No existe ninguna posibilidad real de que los comités, los gremios profesionales, las plataformas y los innumerables grupos ciudadanos espontáneos regados por todo el país formen un partido político digno de ese nombre en el breve plazo. No sólo algunos de ellos aborrecen equivocadamente la sola mención de los partidos, haciéndose eco de la idea posicionada por el MAS de que éstos “no sirven”. La ley de organizaciones políticas ha establecido requisitos exagerados para la constitución de partidos y agrupaciones ciudadanas con la finalidad de reducir la competencia política al MAS. Por si fuera poco, los ciudadanos “autoconvocados” y las plataformas están enfermos de espontaneísmo, faccionalismo y caudillismo.

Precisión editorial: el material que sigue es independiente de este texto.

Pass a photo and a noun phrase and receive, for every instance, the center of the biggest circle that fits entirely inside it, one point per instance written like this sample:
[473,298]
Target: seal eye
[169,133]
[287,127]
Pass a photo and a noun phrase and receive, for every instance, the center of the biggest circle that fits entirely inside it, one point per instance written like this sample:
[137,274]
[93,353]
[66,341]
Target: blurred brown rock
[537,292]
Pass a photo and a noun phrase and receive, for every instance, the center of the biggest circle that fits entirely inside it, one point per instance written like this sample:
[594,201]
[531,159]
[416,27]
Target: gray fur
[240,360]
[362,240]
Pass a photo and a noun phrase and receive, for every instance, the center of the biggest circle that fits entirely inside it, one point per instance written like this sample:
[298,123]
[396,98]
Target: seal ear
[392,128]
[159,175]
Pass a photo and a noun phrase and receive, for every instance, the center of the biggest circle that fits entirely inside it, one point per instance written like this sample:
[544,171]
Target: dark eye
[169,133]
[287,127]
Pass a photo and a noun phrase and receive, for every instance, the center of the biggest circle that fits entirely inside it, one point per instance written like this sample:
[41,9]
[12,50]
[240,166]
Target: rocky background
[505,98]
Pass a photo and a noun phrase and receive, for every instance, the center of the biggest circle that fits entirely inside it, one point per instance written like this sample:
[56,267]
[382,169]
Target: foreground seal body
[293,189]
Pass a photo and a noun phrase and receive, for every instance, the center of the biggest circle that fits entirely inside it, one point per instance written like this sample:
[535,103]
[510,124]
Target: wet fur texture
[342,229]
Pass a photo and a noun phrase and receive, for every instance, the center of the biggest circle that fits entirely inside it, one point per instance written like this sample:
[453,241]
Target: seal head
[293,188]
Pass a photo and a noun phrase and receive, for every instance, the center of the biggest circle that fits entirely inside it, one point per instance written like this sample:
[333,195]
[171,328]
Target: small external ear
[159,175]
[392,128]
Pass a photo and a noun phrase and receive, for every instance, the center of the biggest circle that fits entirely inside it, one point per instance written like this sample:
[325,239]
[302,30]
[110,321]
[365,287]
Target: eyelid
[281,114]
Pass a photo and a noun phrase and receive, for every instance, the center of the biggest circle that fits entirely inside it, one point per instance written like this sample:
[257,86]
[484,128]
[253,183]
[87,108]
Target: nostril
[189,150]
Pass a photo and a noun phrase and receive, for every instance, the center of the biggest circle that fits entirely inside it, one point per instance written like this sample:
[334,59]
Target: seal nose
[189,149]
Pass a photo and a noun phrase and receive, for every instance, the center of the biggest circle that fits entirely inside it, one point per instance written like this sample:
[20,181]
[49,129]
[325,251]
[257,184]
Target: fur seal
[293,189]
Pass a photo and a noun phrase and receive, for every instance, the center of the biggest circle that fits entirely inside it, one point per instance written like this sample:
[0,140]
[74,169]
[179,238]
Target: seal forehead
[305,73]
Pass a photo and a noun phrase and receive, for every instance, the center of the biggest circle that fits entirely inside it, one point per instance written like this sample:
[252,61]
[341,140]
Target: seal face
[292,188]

Tampoco es creíble la hipótesis de que los partidos se fundan en una sola entidad. Tienen diferencias, pero no son tan sustantivas como ellos mismos creen. He comparado los programas de los partidos democráticos y he encontrado que tienen un alto grado de coincidencia, lo que debería acercarlos. Sus diferencias más importantes no están en el plano doctrinario, sino en la ausencia de una tradición de pactos de largo plazo y de los mecanismos para lograrlos. Hay que añadir las alergias interpersonales que alejan a unos líderes de otros, y un marcado déficit de operadores políticos.
Por consiguiente, lo posible y alcanzable es la generación de una convergencia, es decir, de un pacto acordado sobre la base de unos principios políticos esenciales, un programa mínimo de políticas y unas reglas de juego que permitan el manejo de esa convergencia, la superación de los obstáculos legales y la formación de una plancha de candidatos que generen en la ciudadanía la convicción de que infligir una nueva derrota al MAS es posible. La nominación de candidatos a todos los puestos electivos es crucial y no debería ser dejada al juego de los oportunismos. Habría que decidir unas reglas previas para la nominación de todos los candidatos, así como el compromiso firme de apoyarlos.
Un último apunte: a lo largo de la historia en Bolivia han emergido fuerzas que han impedido la instalación plena de la democracia y sus instituciones, así como de la economía de mercado. La combinación estable de democracia y economía de mercado es la fórmula esencial para elevar el bienestar de las masas, con total independencia de su condición étnica o su religión. Por este motivo, y ante la gravedad de los daños económicos, políticos, legales, institucionales y morales provocados por el MAS, es imperioso que la convergencia sea concebida como un esfuerzo de largo plazo, para generar un régimen duradero que sea capaz de restaurar la democracia y la economía de mercado, blindarlos ante sus enemigos y comandar el destino del país durante un larguísimo plazo.
Nada menos.
* El autor pertenece a la Plataforma Uno, que promueve el debate plural pero no comparte necesariamente los puntos de vista de quien escribe este artículo.